Nella sua intervista, Paul Bhatti si dice scettico sull’ipotesi di un supporto pachistano ai talebani, almeno a livello governativo, e ritiene non accettabile la loro presenza in Pakistan. Bhatti esprime il parere di tutti quei pachistani contrari agli estremismi, etnici e religiosi, e favorevoli a un’unità nazionale nel rispetto dei diritti e delle libertà di tutti. È la posizione e la battaglia che è costata la vita a suo fratello e a Taseer, ma rimane da vedere se questa posizione sia maggioritaria tra i pakistani.
Il dubbio sorge da una dichiarazione di Imran Khan, primo ministro pakistano, secondo il quale i talebani “hanno rotto le catene della schiavitù”, cioè hanno posto fine alla schiavitù culturale degli afgani. E afferma: “Quando si adotta la cultura di qualcun altro, si crede che questa sia superiore e si finisce per diventarne schiavi”. Potrebbe anche non essere un supporto esplicito della cultura talebana, ma suona comunque come un giudizio negativo sugli afgani “occidentalizzati”. Un giudizio strano per uno che ha studiato in Gran Bretagna e si è laureato a Oxford e che, dal suo curriculum, non appare certo come un estremista islamico.
Le dichiarazioni di Khan possono anche essere lette come affermazione di un nazionalismo pakistano, che non ha bisogno di “asservimento” ad altre culture, e un invito ai suoi concittadini a superare le numerose divisioni sociali, etniche e religiose in favore di un’unità nazionale. Molte sue iniziative di politica interna sembrerebbero portare in questa direzione, così come la politica estera esprime il tentativo di bilanciare le varie influenze e di evitare collisioni con altri Stati, anche se il conflitto con l’India sul Kashmir sembra lontano da una soluzione. I rapporti del Pakistan con gli Stati Uniti non sono più lineari come un tempo, molti accusano Washington di parteggiare per l’India, ma una rottura sarebbe rovinosa. Dall’altra parte, le relazioni con la Cina sono sempre più strette e concrete, centrate soprattutto su questioni economiche, e quanto avvenuto in Afghanistan tenderà a rafforzarle.
Una situazione che si mostra molto delicata, tenendo presente che il potere reale è in mano ai militari, essendo l’esercito pakistano piuttosto forte e ben armato. Inoltre il Pakistan, come l’India e la Cina, possiede ordigni nucleari. La vittoria dei talebani rischia di rendere la situazione più critica per il Pakistan, mettendo in difficoltà la sua politica di “non allineato” e di sostanziale equidistanza tra Usa e Cina. È difficile che i talebani si accontentino della vittoria a casa loro e smettano di operare in territorio pakistano, nel quale i pashtun sono la seconda comunità etnica (15%) dopo i punjabi (circa 45%).

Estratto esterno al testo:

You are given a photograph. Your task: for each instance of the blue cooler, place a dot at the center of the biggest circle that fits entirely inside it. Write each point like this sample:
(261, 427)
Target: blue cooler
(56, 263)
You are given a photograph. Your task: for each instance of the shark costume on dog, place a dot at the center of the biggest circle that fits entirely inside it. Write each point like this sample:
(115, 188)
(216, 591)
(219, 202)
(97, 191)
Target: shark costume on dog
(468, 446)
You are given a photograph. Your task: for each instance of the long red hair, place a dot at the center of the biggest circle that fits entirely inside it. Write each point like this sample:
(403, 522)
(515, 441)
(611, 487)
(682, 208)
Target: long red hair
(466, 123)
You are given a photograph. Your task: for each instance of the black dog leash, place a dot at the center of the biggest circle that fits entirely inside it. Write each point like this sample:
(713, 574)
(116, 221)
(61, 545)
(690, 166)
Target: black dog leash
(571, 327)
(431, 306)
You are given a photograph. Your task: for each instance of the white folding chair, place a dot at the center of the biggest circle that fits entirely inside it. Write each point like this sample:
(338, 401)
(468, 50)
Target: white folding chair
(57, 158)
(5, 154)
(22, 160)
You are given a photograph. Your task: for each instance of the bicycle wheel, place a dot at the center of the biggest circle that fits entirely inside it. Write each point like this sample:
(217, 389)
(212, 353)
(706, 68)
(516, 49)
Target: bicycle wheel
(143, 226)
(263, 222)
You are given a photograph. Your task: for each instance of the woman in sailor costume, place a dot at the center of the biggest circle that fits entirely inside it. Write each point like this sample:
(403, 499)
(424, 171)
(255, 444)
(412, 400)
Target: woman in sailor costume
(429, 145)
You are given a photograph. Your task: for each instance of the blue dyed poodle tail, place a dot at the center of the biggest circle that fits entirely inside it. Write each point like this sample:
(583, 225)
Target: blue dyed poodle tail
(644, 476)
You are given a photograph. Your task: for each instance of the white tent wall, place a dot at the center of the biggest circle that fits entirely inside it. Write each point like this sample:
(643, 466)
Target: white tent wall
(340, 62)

Un punto su cui Khan e Bhatti sembrano convergere, in accordo probabilmente con la maggioranza dei pakistani, è che l’Afghanistan debba risolvere da solo i suoi problemi, pur invocando la massima solidarietà internazionale. Bhatti nell’intervista non parla di schiavitù culturale, ma dice: “È anche un bene che le forze internazionali si siano ritirate, in questo modo la popolazione afgana deve cominciare a pensare quale sia il suo futuro. Se continua a dipendere da forze straniere, la popolazione afgana non deciderà mai cosa vuole esattamente. Se adesso i talebani sono di nuovo al potere e questo agli afghani non piace, dovranno ribellarsi”. La storia è lungi dall’essere finita.